Falling revenues has necessitated the expenditure cut

Maintenance works to be postponed by 2 years

Thiruvananthapuram: In an unprecedented move that unmasks serious fiscal crisis, the finance department has decided to go for a massive expenditure downsizing for two years in succession. Welfare measures, market intervention programmes and public works like road development will be scaled down. All uneconomic schemes, a finance department circular states, will be dropped and maintenance works will be postponed by two years. Hundreds of government employees are expected to be rendered surplus. The Department has no plans to retrench them either.

The strategy is to cut down expenditure during this fiscal and retain the low expenditure level during the next fiscal 2015-16.

As of now, the total non-plan revenue (which includes among many items salaries, pensions, welfare measures, market intervention programmes) is fixed at Rs 60946.51 crore. The plan is to reduce the figure to the 2013-14 level of Rs 52,000 crore.

“If inflation is taken into account, rather than remaining stagnant, expenditure will fall in this and the next fiscal, something which has never happened in the state,” a top finance department official said. The official said that salaries (which is pegged at Rs 23190.25 crore) would be the only non-plan item that would be left untouched as it could lead to public unrest.

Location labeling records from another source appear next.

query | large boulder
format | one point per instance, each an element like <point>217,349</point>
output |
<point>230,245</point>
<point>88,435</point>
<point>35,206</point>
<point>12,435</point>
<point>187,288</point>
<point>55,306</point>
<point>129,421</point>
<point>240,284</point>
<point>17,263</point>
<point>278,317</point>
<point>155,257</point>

Falling revenues has necessitated the expenditure cut. “The growth in tax revenue in the last two months has remained below 10 per cent,” the official said. For Mani’s plans to work, a 20 percent-plus growth in tax revenue is essential.

Here is what a circular issued by the finance department states: “The serious financial constraints being faced by the State government make it imperative for the Government to prepare the Budget 2015-2016 with extreme austerity.” This means introduction of economy measures in all spheres of activity. “It might necessitate the dropping of uneconomic schemes and perhaps deferment of certain measures including maintenance expenditure, which can be postponed,” the note said.

Such downsizing will leave a lot of surplus staff. Instead of offering plans for retrenchment, the government has asked department heads to prepare a list of such surplus staff and keep it ready for “future use”.